Peter Frampton on a ‘Musicians’ Career

On July 22, 2012, in Advice, News, by Magnolia Guitar

Peter Frampton’s 1976 double-live album “Frampton Comes Alive!” was the best selling album at the time and raised him to rock legend status.

Recently, I saw an interview and story about Frampton being reunited with his equally legendary black three-humbucker Gibson Les Paul Guitar that was lost after a plane crash in 1980. He ended up losing nearly all his guitars in the crash, but when he discovered that among them was his prized Les Paul (as seen on the full open cover of “Frampton Comes Alive!”) , it was like he “lost his mojo”.

It’s not a new story, but quite interesting to hear it from his own words and see him reunited with it for the first time. As one does when confronted with their past, either with a memory or an object, Frampton admits to CBS Sunday Morning correspondent Anthony Mason that it all seems like it was a completely “different person.” And in a way, it really was I would think. We’re rarely the person we think we are in the moment. And there’s no way we could have imaged the person we were in retrospect or who we will be in the future. Funny how life works.

One of the most memorable bits of insight Frampton reflects on was when talking about how, in the “lean years of the 80s”, he accepted the job as the lead guitarist for a tour with David Bowie. “He was now reintroducing me as the guitar player”, which seemed to suit him just fine.

Frampton continues, “a pop star’s career lasts 18 months. A musician’s career lasts a lifetime.
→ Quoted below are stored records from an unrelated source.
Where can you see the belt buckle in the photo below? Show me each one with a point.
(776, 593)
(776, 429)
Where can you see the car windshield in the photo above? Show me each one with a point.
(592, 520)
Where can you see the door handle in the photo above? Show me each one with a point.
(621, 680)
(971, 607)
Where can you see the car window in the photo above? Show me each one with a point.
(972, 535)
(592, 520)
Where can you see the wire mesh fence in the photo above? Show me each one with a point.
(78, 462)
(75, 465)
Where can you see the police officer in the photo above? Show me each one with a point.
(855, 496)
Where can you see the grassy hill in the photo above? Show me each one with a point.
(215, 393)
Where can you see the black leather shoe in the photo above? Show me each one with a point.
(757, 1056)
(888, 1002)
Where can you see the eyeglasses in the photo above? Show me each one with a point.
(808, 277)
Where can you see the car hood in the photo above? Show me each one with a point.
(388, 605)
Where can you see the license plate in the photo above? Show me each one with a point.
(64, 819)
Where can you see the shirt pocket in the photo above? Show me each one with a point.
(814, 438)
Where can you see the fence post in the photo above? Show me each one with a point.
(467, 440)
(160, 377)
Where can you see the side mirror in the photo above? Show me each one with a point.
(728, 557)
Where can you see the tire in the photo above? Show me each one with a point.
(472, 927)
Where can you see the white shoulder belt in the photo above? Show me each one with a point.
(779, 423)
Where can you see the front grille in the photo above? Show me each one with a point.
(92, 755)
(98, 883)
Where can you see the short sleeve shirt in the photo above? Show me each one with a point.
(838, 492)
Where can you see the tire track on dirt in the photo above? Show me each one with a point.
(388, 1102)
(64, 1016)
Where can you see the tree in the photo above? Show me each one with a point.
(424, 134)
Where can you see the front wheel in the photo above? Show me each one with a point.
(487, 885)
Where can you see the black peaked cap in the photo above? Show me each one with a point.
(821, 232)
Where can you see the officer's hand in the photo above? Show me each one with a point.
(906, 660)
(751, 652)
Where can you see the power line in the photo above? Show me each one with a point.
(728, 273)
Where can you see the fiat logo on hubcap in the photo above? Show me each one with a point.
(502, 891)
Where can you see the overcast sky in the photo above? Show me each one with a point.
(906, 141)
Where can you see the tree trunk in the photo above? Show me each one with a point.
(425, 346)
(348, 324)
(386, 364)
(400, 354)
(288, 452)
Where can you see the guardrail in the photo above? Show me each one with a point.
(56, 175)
And that’s what I’ve learned.”

Peter Frampton displays the once lost Les Paul guitar, now returned and restored, to Anthony Mason on CBS Sunday Morning.

It’s very good advice to anyone who is looking to become “rich and famous” overnight by playing music. If you have the good fortune of hitting it big by either accident or design, you better have the good sense to save all your money, because like Frampton said, it’s not likely to last long. When you’ve reached #1, there’s really no place to go but down. Everything falls short after that and what can easily be seen as “failing” other working musicians would consider hitting it big. Perspective.

But conversely, if you seek a career of making long lasting music that you’re proud of, constantly learning and improving perhaps as a writer, singer, guitar player or what have you, then you’ll likely have a nice long comfortable career as a musician. And if you do that, sometimes, when you’re not looking, the fame and fortune finds you. And then, maybe, you’ll be ready to handle it.